Biography

Biography

Emma Crewe is an anthropologist based at SOAS University of London working on politics, governance and identity in organisations, especially parliaments.

She began working with Practical Action as a social scientist in 1987 and spent five years advising NGOs and governments in East Africa and South Asia on household energy projects. This experience was half the basis of her PhD (University of Edinburgh) and a book, Whose Development? An Ethnography of Aid, co-authored with Elizabeth Harrison who brought the other half of the material from the Food and Agricultural Organisation.

She taught anthropology and development studies at Sussex University (courses included: social institutions, culture and madness, environment and ecology, gender and development, and applied anthropology).
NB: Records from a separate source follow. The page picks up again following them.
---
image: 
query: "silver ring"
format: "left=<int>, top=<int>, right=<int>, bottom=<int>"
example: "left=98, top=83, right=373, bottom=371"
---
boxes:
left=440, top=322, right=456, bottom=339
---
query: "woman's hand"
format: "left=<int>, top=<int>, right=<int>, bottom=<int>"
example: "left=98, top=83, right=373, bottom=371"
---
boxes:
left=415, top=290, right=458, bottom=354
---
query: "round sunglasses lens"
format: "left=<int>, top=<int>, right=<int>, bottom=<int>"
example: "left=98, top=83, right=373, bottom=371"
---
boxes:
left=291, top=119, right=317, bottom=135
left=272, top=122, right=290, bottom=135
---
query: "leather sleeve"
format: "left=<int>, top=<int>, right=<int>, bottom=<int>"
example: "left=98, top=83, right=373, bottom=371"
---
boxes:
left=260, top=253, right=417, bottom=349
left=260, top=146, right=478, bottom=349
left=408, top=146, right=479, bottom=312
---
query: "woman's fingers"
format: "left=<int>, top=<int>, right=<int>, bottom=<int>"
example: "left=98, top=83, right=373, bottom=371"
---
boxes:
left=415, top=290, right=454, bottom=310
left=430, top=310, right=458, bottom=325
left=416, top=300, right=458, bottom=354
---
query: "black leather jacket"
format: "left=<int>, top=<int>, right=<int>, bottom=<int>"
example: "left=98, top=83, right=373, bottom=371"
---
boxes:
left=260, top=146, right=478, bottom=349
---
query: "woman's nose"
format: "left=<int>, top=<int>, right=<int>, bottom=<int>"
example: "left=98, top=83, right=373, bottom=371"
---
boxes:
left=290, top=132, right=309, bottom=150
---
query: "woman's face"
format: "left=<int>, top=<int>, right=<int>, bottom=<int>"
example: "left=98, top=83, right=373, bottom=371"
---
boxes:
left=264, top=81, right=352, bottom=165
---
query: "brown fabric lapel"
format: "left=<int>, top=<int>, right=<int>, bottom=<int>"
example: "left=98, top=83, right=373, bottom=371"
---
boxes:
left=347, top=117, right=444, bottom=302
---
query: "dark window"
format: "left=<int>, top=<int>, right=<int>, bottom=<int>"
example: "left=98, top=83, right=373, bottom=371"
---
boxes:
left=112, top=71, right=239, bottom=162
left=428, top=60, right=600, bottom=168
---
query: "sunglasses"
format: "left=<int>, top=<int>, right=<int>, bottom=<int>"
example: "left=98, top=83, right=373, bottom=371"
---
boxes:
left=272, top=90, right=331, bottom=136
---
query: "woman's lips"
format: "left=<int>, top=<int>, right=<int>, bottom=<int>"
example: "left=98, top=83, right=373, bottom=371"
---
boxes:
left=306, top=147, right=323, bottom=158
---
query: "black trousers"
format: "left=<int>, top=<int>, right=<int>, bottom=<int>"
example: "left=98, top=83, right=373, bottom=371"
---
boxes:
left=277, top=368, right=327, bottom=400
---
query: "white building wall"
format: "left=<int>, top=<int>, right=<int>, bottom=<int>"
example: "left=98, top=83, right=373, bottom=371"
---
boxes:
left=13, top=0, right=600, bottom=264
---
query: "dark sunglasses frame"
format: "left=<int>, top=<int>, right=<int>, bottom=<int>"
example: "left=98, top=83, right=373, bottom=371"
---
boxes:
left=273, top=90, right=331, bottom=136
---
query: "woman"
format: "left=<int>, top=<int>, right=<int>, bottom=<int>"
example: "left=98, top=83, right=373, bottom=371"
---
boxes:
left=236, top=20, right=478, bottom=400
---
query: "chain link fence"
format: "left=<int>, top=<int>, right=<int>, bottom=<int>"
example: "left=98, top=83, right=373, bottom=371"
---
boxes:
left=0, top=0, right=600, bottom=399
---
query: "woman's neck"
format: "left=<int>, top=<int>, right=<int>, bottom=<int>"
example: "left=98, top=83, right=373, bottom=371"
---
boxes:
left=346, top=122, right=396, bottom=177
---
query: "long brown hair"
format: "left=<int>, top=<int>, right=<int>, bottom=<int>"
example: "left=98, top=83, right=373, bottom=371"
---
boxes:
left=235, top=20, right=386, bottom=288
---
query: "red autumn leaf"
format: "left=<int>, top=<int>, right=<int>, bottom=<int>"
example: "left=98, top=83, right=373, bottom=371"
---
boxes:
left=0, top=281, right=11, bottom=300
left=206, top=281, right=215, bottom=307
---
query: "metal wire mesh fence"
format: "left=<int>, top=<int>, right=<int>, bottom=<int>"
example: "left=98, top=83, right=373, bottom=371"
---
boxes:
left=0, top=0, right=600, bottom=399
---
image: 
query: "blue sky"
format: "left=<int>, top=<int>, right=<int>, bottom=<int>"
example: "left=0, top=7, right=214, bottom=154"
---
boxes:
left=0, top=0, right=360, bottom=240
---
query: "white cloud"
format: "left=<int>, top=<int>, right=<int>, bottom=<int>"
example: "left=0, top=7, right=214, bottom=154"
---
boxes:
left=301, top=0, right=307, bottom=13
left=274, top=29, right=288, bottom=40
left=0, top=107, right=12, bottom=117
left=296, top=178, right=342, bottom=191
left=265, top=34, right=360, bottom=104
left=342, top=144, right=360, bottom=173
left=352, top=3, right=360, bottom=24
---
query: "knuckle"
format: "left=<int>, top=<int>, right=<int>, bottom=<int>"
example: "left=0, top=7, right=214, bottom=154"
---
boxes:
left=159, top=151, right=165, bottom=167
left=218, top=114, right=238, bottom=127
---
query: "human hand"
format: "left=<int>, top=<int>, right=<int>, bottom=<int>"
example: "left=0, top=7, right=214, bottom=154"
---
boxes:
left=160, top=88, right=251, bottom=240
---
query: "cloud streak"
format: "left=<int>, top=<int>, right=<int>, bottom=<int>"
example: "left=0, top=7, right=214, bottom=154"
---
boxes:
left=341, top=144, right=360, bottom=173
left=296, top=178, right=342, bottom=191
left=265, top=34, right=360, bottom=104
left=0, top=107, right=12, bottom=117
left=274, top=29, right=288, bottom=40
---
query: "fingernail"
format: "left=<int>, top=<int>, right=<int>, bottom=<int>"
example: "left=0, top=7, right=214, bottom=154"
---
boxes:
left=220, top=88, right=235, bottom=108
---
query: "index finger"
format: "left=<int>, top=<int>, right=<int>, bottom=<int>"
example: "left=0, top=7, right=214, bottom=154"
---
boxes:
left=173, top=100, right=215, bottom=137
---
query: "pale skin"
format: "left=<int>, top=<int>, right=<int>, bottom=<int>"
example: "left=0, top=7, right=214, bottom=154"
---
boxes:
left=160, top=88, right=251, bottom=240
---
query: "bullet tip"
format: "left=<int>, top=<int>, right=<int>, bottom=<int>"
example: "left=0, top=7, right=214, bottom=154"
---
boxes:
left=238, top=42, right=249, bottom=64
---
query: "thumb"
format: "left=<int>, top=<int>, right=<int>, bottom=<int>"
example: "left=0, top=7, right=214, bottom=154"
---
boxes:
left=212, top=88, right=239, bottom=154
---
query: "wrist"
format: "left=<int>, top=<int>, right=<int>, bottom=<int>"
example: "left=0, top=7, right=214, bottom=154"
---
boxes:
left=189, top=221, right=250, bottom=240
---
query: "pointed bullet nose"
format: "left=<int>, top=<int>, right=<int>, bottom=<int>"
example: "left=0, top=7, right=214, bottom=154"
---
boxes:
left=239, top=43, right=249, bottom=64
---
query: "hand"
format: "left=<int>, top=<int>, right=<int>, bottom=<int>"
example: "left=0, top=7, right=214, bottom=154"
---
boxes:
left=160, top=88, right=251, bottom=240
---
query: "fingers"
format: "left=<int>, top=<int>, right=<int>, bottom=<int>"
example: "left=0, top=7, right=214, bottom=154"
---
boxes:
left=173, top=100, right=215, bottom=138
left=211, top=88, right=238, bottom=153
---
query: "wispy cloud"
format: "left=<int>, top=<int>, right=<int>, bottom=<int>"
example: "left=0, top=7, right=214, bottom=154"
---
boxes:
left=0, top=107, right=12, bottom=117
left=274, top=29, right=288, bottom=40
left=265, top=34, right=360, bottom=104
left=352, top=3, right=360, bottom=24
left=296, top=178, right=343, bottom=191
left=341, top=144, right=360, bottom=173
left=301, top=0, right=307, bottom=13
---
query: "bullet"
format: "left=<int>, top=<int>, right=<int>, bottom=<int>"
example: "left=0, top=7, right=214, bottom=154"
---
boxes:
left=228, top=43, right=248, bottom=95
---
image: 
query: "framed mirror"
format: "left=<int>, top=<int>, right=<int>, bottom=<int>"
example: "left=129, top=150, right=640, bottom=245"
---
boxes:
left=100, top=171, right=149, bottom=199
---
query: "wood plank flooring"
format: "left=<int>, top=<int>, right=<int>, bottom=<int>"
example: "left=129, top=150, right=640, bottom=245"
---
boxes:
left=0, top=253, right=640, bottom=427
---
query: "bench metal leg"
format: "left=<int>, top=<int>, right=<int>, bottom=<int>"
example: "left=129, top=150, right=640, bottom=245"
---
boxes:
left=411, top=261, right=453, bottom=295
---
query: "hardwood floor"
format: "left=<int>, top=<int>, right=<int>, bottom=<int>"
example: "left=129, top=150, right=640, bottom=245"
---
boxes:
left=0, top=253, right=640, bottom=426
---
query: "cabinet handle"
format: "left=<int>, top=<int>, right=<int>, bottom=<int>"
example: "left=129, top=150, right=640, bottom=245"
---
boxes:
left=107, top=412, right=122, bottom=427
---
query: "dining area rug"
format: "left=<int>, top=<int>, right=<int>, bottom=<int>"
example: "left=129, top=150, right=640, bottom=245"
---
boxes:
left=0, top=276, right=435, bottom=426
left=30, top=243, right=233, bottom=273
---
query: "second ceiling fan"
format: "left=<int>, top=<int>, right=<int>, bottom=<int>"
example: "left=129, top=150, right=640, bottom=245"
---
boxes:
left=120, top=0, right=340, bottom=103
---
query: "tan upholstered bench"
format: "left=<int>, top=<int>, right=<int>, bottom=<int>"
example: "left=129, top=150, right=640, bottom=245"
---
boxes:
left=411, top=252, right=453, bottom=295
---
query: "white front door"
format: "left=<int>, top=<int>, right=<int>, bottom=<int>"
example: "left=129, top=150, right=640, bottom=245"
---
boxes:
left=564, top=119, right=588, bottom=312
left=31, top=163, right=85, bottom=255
From 1995-98 she advised grant-makers, developing the policies and rules of the first Big Lottery Fund international programme.

She followed this with a four year research project in the UK House of Lords. She observed the reform that excluded most of the hereditary peers, interviewed over 150 peers and officials and wrote about social relationships, culture, and reform in Lords of Parliament: Culture, Rituals and Manners. With Penny Boreham she made a two part series on the culture of the Lords for the BBC Radio 4.

In a return to the world of development, Emma was a researcher and then Director of the Centre for Research in Innovation and Science Policy in Hyderabad, India from 2004-5. Between 2005-2011 she was Director of ChildHope, a small international NGO that supports national NGOs in African, Asian and South America to stop violence against girls and boys. She was Chair of Health Poverty Action 2014-2019.

From 2008 she taught on the MA in Anthropology of Development at SOAS and wrote a text book on the subject with Richard Axelby. She was a Leverhulme Research Fellow back in the Westminster Parliament (2011-13), exploring identity, culture and representation in the House of Commons. Between 2014-2017 she researched gender equality within the international NGO Oxfam and co-ordinated a coalition of researchers, with Ruth Fox (Hansard Society) looking into what happens when the parliaments of Bangladesh and Ethiopia engage with the public and aim to reduce poverty.

She continues to create opportunities for scholars in Asia and Africa to research the relationships between parliaments, politicians and civil society. Plus she is working on comparative ethnographies with a small team to find out about the ruptures in relationships between politicians and people in Brazil, Ethiopia, Fiji, India, the UK and the US.